Didanosine has weak acid stability and is easily damaged by stomach acid. Therefore, the original formula approved by the FDA used chewable tablets that included an antacid buffering compound to neutralize stomach acid. The chewable tablets were not only large and fragile, they also were foul-tasting and the buffering compound would cause diarrhea. Although the FDA had not approved the original formulation for once-a-day dosing it was possible for some people to take it that way.

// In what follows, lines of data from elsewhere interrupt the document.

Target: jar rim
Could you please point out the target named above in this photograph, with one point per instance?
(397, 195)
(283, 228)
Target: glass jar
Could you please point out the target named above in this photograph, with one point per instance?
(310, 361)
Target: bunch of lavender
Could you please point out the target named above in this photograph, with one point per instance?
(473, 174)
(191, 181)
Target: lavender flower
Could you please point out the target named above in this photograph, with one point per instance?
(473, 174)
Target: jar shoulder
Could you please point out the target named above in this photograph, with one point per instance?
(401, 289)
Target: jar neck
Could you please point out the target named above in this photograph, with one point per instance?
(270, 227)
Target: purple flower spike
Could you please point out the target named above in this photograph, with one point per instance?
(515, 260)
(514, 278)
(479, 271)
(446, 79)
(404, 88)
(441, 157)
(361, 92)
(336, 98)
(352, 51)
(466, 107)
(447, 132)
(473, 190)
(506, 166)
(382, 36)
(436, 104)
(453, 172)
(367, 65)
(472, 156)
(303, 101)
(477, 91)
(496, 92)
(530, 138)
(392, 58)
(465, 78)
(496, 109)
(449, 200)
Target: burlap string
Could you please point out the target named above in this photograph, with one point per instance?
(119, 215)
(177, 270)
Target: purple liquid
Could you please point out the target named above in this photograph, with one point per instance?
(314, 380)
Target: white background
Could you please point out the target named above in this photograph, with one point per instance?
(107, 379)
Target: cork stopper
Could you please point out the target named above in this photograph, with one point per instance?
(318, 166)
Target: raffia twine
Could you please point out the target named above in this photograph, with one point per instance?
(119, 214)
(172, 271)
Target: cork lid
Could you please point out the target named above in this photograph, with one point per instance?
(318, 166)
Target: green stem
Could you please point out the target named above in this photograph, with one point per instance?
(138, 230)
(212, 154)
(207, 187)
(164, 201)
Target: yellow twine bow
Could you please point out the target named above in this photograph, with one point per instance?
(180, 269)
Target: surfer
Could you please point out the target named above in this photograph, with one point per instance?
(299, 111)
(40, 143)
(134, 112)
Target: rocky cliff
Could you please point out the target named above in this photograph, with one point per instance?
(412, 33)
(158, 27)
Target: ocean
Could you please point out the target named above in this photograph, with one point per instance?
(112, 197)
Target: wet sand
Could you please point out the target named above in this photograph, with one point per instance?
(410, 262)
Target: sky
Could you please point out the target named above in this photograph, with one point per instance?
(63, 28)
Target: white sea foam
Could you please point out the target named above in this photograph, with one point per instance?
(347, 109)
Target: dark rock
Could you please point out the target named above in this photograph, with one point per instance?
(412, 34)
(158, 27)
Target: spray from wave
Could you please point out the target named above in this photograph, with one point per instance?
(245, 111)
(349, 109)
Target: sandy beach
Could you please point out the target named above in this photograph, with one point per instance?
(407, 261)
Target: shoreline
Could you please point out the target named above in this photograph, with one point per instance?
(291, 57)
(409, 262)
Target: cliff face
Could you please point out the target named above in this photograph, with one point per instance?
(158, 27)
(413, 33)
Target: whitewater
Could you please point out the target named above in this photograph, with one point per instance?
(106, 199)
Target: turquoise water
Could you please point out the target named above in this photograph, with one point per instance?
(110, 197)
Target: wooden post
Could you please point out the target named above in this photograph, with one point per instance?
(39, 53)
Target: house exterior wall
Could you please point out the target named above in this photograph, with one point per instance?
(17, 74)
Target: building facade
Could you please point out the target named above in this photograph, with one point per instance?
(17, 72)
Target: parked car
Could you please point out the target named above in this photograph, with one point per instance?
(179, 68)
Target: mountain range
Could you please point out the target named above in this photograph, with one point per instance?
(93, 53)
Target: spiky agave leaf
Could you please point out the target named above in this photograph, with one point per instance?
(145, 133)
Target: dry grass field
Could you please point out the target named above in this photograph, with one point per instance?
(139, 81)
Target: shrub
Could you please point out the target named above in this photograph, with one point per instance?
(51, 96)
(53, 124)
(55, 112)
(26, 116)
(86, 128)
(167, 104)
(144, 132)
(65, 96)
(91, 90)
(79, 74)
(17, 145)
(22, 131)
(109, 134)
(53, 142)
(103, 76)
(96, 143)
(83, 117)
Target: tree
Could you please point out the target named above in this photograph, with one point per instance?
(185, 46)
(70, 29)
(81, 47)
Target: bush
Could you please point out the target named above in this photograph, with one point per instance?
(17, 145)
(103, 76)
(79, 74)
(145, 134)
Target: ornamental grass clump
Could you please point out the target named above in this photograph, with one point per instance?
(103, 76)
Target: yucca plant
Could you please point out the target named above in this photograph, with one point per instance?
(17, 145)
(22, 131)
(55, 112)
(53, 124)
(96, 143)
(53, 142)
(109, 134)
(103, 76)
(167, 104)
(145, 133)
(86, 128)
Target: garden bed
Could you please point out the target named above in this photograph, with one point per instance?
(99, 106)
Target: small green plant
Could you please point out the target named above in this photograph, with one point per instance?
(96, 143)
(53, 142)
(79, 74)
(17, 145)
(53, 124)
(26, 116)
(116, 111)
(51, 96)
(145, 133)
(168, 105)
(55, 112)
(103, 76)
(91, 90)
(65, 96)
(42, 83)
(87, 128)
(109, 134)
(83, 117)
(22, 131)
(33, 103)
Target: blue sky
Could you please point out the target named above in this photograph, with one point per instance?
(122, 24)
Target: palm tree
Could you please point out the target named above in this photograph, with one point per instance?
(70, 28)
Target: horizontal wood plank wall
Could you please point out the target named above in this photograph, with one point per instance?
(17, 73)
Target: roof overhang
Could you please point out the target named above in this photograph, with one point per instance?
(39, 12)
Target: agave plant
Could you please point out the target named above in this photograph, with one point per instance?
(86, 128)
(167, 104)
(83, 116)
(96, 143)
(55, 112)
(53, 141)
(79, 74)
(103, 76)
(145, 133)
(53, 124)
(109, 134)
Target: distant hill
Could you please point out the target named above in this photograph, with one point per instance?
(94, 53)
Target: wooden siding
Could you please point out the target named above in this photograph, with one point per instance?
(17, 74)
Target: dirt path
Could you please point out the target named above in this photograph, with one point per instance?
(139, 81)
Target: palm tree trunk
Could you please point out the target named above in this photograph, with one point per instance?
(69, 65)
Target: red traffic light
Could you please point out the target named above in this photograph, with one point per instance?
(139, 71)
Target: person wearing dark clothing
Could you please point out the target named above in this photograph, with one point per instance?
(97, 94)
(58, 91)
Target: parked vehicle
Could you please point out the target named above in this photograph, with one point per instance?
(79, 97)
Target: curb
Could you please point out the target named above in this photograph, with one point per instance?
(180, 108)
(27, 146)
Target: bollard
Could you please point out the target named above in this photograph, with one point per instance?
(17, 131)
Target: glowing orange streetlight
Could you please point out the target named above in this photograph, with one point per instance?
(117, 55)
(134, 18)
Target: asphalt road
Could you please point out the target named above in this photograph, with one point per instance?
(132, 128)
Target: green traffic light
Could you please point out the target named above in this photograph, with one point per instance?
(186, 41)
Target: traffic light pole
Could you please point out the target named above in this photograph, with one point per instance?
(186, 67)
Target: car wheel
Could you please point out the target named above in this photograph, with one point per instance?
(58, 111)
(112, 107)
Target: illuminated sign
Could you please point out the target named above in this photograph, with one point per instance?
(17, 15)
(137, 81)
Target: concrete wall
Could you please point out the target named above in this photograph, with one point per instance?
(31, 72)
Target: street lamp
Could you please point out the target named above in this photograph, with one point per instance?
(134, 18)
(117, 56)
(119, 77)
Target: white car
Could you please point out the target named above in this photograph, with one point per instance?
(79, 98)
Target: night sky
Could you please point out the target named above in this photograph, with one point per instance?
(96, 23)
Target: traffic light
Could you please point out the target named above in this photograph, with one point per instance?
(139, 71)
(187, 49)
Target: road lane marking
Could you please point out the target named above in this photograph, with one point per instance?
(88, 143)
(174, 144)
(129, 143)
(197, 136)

At the end of its ten-year license, BMS re-formulated Videx as Videx EC and patented that, which reformulation the FDA approved in 2000. The new formulation is a smaller capsule containing coated microspheres instead of using a buffering compound. It is approved by the FDA for once-a-day dosing. Also at the end of that ten-year period, the NIH licensed didanosine to Barr Laboratories under a non-exclusive license, and didanosine became the first generic anti-HIV drug marketed in the United States.

One of the patents for ddI expired in the United States on 29 August 2006, but other patents extend beyond that time.